Android 10: Ten essential tips for overlooked features

The latest version of Android is packed with new features, but some are quite subtle, so let's point them out.

android 10 hero 1
Ryan Whitwam/IDG

Android 10, previously known as Android Q, has finally started rolling out after months of beta testing. The Android of today is much more feature-rich than it was in the past, and that means some genuinely useful features could escape your notice. No one wants that, so here are 10 tips to get the most out of the latest version of Android.

Use the new gesture navigation like a pro

Google has a new gesture navigation system in Android 10, and it can be much better than the 2-button gesture setup from Android Pie, as long as you know how to use it. As this is a full gesture setup similar to the iPhone, some of the intricacies are unclear.

In addition to swiping on the gesture area up to go home, you can swipe left and right to quickly cycle between recent apps. The back gesture has gotten a lot of attention because of the way it interferes with opening navigation drawers on the edge of the screen, but there's a simple way to avoid accidentally triggering the back gesture.

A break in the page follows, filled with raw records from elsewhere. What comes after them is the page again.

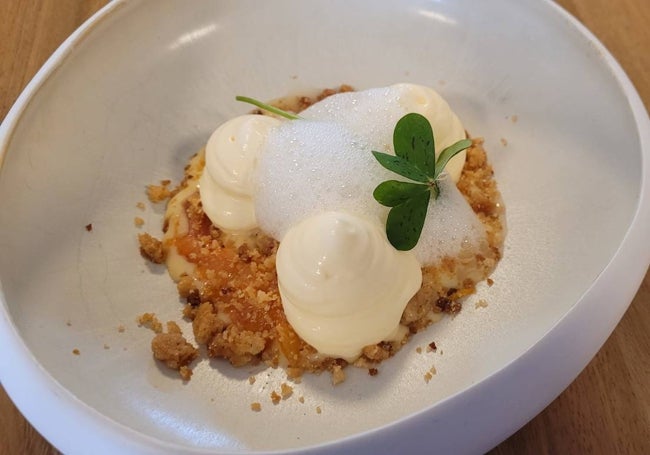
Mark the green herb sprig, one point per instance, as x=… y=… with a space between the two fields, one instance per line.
x=414 y=159
x=268 y=107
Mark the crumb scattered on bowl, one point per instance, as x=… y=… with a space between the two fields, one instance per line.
x=482 y=303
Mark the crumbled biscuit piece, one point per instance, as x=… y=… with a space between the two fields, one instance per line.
x=338 y=375
x=159 y=193
x=173 y=350
x=150 y=321
x=151 y=248
x=185 y=372
x=482 y=303
x=429 y=374
x=286 y=390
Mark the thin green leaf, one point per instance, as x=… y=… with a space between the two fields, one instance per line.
x=413 y=141
x=268 y=107
x=449 y=153
x=392 y=192
x=401 y=166
x=405 y=221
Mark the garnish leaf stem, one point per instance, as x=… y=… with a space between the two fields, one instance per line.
x=415 y=159
x=268 y=107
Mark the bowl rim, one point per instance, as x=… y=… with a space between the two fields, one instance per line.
x=628 y=266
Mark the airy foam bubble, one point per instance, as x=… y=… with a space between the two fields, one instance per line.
x=309 y=167
x=451 y=226
x=323 y=163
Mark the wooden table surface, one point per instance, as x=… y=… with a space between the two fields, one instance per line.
x=606 y=410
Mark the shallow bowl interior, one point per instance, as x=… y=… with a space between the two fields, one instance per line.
x=139 y=93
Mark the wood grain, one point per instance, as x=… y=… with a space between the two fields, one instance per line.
x=606 y=409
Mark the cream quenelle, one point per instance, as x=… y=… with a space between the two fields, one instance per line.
x=343 y=286
x=227 y=185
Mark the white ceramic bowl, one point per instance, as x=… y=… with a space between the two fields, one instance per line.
x=138 y=89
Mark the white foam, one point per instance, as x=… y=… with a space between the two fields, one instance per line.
x=324 y=163
x=451 y=226
x=310 y=167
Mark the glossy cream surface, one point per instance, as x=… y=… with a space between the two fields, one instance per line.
x=343 y=286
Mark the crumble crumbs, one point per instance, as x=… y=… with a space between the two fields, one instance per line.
x=150 y=321
x=159 y=193
x=482 y=303
x=286 y=390
x=151 y=248
x=185 y=372
x=173 y=349
x=232 y=297
x=338 y=375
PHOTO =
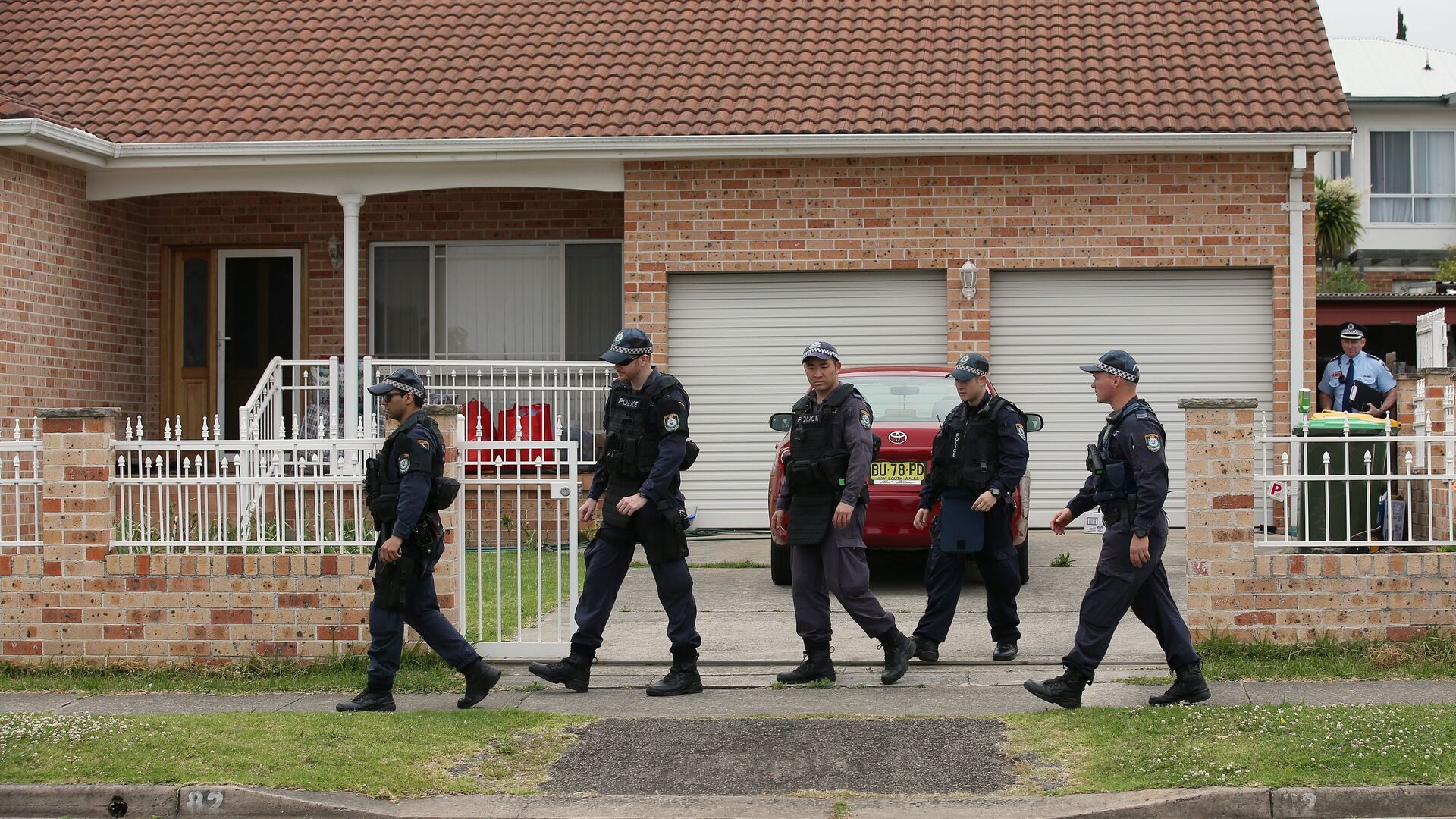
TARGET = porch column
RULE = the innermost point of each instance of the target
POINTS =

Just drag in and down toward the opposite corner of the screen. As long as you're far enough away from a horizontal swipe, the back gesture won't fire, and you can open the drawer every time.

Save your eyes with Dark Theme

Google has teased us with dark mode options in previous beta versions of Android, but Android Q is the first one that stuck. The final version of Android 10 includes a Dark Theme system UI, and there are already some apps that will respect your dark mode setting.

android 10 dark mode Google

To turn on dark mode, open the quick settings and just tap the Dark Theme icon. You can also find it under Settings > Display > Dark Mode. Sadly, there's no way to automatically schedule the Dark Theme like there is on Samsung's phones, but the quick setting is easy enough.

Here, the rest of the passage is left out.